Le géant américain de la défense Lockheed Martin a annoncé un investissement de 50 millions de dollars dans le fabricant de drones maritimes Saildrone, dans le but d’armer ses navires autonomes de longue portée avec des missiles Tomahawk. Ce partenariat marque une première historique : jamais des drones de surface télécommandés n’avaient été dotés de missiles de ce calibre.

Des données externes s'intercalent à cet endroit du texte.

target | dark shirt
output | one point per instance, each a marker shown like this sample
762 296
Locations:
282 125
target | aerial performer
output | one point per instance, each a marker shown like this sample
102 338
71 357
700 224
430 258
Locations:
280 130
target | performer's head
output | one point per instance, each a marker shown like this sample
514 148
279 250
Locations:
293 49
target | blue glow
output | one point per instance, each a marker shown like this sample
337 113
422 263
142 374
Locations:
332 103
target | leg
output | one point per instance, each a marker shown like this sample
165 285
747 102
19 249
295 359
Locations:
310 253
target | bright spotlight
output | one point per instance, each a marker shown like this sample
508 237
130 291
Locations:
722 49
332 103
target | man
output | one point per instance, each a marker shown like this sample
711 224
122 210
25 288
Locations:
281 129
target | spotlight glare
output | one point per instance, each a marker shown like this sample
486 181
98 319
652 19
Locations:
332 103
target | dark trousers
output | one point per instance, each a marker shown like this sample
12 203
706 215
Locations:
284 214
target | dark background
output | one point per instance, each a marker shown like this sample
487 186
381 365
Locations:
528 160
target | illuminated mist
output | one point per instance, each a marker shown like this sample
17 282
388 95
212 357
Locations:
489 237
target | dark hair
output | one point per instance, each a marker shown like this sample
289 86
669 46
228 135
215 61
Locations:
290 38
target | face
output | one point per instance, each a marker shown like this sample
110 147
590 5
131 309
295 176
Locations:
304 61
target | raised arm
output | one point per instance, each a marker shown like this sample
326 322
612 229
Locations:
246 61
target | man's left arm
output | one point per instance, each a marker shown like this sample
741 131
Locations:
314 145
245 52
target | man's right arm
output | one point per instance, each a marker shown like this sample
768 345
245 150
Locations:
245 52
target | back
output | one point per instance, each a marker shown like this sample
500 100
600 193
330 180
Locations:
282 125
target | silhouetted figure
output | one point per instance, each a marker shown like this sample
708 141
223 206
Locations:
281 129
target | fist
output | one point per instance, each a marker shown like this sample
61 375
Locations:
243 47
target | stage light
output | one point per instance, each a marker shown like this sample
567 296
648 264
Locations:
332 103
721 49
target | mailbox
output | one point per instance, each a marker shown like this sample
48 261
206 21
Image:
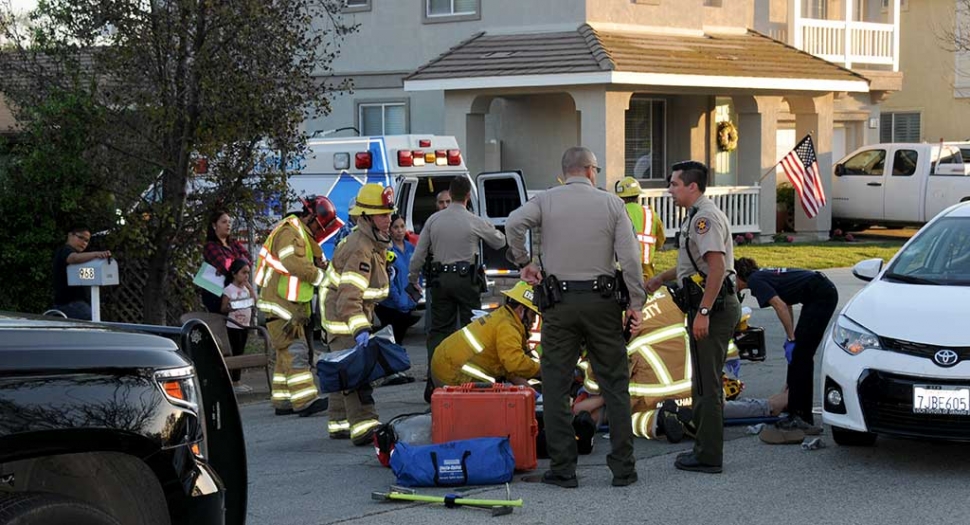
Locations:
95 274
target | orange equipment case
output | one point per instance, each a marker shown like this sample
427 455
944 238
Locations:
477 410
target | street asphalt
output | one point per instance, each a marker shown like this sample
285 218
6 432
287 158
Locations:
299 476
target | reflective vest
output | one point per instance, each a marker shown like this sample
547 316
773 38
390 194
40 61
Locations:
290 287
642 218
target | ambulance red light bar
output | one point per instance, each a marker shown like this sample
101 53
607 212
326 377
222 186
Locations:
454 157
363 160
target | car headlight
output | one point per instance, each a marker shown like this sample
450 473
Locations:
852 337
178 385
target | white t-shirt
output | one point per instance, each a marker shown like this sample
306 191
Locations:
242 315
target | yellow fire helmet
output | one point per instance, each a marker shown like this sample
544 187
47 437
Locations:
627 187
522 293
373 199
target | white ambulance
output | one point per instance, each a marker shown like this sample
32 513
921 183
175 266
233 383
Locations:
418 167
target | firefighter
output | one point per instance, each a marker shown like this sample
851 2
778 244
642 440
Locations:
648 228
287 274
492 347
357 280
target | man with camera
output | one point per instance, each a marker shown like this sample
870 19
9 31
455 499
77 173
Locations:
705 268
584 232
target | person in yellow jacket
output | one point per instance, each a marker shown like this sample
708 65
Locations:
660 372
356 281
647 226
287 274
491 348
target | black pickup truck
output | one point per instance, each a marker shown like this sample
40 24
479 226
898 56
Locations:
104 424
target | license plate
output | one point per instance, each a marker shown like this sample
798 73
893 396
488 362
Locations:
934 399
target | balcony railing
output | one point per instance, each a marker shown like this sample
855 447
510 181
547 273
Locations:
846 42
739 203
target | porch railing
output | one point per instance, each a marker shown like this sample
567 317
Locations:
739 203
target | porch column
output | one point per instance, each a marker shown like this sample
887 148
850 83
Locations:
602 117
465 119
757 131
815 115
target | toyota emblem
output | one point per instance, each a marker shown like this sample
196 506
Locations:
946 358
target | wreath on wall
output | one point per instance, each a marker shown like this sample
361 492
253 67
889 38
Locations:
727 136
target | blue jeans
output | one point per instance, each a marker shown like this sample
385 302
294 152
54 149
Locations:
76 310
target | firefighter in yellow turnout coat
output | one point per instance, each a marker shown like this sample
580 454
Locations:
647 226
491 347
287 276
659 367
356 281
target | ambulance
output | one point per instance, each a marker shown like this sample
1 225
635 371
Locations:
418 167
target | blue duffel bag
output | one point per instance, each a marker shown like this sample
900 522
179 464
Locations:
358 366
479 461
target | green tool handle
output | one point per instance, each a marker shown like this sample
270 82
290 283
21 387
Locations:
458 501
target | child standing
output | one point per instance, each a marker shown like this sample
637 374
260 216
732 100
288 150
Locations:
238 299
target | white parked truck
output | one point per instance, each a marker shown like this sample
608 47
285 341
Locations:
897 184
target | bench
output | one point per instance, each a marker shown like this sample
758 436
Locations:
217 323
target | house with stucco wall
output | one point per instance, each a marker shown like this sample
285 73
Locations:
643 83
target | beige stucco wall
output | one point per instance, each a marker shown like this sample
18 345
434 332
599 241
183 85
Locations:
928 72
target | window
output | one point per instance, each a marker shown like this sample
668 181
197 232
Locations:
354 6
644 138
465 9
869 162
904 162
899 127
382 118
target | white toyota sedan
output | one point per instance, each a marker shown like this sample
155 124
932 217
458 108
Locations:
897 361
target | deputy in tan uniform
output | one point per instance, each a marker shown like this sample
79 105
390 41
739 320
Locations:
706 251
450 238
584 232
356 281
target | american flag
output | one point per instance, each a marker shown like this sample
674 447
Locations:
801 167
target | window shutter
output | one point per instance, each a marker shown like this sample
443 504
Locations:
371 120
395 119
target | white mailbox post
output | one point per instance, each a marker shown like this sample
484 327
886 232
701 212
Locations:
95 273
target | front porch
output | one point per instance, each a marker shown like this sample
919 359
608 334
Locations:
536 95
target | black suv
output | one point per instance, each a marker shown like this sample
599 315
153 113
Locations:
104 424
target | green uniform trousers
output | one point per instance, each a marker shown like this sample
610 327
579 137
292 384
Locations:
707 359
585 318
452 300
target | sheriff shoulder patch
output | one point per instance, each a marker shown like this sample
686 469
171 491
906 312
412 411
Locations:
702 226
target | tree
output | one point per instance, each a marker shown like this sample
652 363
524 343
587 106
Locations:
174 81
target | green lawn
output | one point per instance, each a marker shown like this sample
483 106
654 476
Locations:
811 256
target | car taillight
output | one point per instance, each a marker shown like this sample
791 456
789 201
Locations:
178 385
404 158
454 157
362 160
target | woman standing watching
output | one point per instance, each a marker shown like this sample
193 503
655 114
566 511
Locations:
220 251
396 309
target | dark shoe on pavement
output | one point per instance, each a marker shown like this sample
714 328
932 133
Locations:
692 464
585 428
622 481
673 427
318 405
567 482
367 438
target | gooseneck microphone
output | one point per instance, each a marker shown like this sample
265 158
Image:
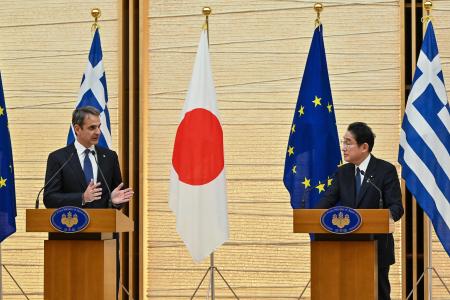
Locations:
370 180
51 178
110 204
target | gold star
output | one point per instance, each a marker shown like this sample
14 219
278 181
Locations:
329 181
291 150
321 187
329 106
316 101
2 181
306 182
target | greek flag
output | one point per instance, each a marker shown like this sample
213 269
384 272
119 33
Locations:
93 92
425 140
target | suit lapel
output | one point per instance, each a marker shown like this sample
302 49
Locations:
370 170
76 166
351 185
101 157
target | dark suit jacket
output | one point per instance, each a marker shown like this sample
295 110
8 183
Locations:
69 185
384 176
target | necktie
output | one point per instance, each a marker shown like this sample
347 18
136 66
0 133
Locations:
88 173
357 181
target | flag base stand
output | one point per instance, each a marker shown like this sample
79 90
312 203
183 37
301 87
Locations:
430 269
211 269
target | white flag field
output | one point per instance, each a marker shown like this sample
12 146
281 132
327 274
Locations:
197 194
425 139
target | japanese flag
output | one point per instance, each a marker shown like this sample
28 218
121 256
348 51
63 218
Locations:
197 178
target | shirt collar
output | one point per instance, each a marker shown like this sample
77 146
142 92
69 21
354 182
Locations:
80 148
364 164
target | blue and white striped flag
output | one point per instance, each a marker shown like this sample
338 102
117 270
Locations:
93 92
425 139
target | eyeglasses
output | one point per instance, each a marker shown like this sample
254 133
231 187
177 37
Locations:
347 145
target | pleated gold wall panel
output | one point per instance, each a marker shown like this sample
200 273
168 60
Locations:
43 54
441 23
258 52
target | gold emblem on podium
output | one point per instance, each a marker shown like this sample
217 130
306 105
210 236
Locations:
340 220
69 220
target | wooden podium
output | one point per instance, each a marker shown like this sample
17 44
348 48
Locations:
80 265
344 266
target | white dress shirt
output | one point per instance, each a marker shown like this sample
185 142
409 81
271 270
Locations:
80 151
363 167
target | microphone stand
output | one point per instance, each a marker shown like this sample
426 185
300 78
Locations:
110 204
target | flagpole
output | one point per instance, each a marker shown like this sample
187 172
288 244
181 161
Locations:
206 12
428 265
212 268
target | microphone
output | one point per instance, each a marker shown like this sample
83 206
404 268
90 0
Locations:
51 179
103 177
370 180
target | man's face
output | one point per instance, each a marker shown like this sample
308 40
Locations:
89 134
353 153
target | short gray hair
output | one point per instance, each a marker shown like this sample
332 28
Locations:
79 114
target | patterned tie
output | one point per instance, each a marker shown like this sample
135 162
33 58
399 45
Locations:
88 173
357 181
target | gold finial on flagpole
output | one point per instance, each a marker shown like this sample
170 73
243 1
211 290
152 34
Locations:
96 13
318 7
427 5
206 12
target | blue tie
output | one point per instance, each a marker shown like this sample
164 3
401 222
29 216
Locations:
88 173
357 181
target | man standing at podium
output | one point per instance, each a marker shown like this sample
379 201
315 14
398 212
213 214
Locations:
367 182
83 174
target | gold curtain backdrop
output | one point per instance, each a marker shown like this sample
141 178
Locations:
43 55
258 53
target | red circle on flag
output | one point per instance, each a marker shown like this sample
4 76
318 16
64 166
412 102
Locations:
198 151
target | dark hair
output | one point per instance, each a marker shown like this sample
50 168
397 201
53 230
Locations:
362 134
79 114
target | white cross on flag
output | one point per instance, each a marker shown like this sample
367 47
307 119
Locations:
94 92
197 177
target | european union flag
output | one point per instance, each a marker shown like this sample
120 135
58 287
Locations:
94 92
7 188
313 152
425 139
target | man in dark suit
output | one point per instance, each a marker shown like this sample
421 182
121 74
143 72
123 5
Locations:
350 187
80 183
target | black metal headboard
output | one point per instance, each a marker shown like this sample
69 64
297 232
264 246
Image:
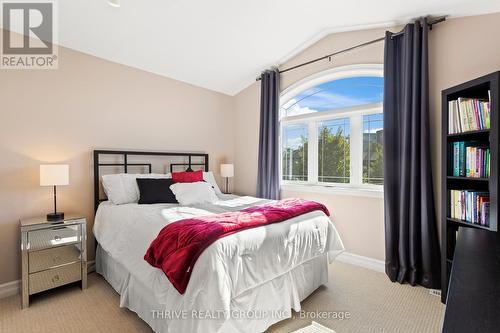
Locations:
126 164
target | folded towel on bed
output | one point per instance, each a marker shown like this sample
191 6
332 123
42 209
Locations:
179 244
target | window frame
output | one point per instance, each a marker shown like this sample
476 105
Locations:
311 120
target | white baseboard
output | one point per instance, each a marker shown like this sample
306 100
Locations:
366 262
10 288
14 287
90 266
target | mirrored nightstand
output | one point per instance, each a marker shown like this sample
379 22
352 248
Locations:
53 254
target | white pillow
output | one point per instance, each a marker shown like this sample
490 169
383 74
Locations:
122 188
209 178
194 193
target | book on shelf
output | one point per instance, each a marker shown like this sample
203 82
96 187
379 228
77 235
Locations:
468 114
471 159
470 206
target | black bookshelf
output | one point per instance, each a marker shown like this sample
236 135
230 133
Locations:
477 88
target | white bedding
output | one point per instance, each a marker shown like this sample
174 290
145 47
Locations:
227 271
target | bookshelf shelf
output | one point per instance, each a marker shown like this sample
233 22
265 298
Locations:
468 135
479 90
467 224
468 179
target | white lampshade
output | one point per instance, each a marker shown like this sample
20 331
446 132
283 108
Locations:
54 174
114 3
227 170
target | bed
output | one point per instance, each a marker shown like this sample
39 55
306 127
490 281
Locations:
244 282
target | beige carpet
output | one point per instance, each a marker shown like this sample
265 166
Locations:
374 305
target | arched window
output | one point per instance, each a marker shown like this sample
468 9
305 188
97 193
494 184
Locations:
332 129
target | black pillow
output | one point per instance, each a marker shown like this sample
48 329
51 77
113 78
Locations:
154 190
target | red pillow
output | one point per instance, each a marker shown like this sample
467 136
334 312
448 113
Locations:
187 177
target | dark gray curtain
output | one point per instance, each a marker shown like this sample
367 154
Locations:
268 173
412 247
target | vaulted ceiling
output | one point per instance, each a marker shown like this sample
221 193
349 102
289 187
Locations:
223 44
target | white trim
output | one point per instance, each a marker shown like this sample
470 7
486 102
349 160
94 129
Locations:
341 72
365 262
10 288
335 113
14 287
90 266
355 186
372 191
333 30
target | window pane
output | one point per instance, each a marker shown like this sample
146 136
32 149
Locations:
336 94
334 151
294 163
373 149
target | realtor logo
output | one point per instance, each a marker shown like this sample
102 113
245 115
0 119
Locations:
28 35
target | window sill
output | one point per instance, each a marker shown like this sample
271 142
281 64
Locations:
336 190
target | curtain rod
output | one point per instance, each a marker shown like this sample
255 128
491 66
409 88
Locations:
328 56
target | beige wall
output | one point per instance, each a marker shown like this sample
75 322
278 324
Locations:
460 49
61 115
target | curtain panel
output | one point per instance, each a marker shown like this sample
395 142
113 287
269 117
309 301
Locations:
412 246
268 172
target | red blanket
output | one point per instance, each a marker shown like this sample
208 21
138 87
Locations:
179 244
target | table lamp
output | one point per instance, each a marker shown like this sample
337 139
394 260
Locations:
227 171
54 175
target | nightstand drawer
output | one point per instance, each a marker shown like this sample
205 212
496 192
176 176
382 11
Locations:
54 236
49 258
54 277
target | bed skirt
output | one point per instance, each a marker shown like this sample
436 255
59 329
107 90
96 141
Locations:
251 311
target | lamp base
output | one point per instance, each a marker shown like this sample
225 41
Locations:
55 216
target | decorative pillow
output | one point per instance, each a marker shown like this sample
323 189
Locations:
187 177
194 193
122 188
154 190
209 178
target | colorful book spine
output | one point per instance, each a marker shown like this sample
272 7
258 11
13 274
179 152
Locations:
468 114
470 159
470 206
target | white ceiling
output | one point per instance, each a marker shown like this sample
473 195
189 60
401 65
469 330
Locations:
223 44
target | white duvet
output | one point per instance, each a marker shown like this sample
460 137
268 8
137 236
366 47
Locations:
227 269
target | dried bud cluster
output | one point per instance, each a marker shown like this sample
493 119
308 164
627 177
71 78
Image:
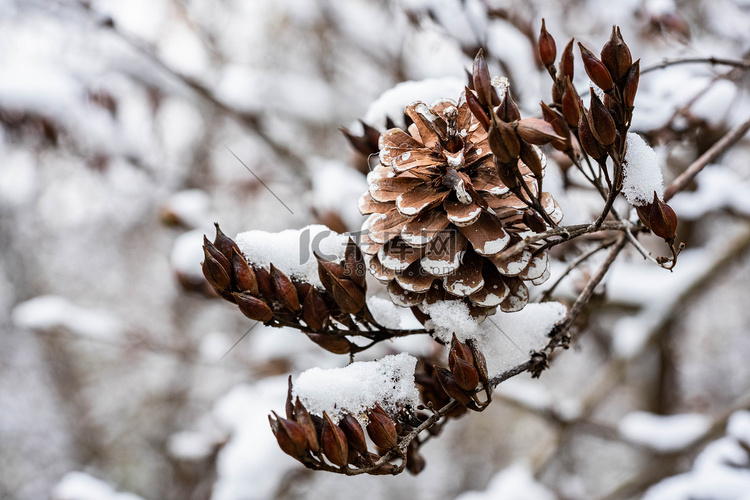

L’accord, dévoilé mercredi, intervient dans un contexte de rivalité croissante entre les États-Unis et la Chine dans la région indo-pacifique. Le Pentagone espère ainsi renforcer sa capacité de dissuasion navale tout en s’appuyant sur les enseignements tirés de la guerre en Ukraine, où les drones maritimes explosifs ont joué un rôle déterminant contre la flotte russe en mer Noire.
Les drones Saildrone, conçus à l’origine pour la surveillance maritime et la collecte de données océanographiques, seront adaptés pour accueillir des systèmes d’armes lourdes. Leur intégration de missiles Tomahawk – capables de frapper des cibles à plus de 1 600 kilomètres – donnerait aux États-Unis un avantage tactique inédit : frapper à distance sans exposer directement leurs équipages.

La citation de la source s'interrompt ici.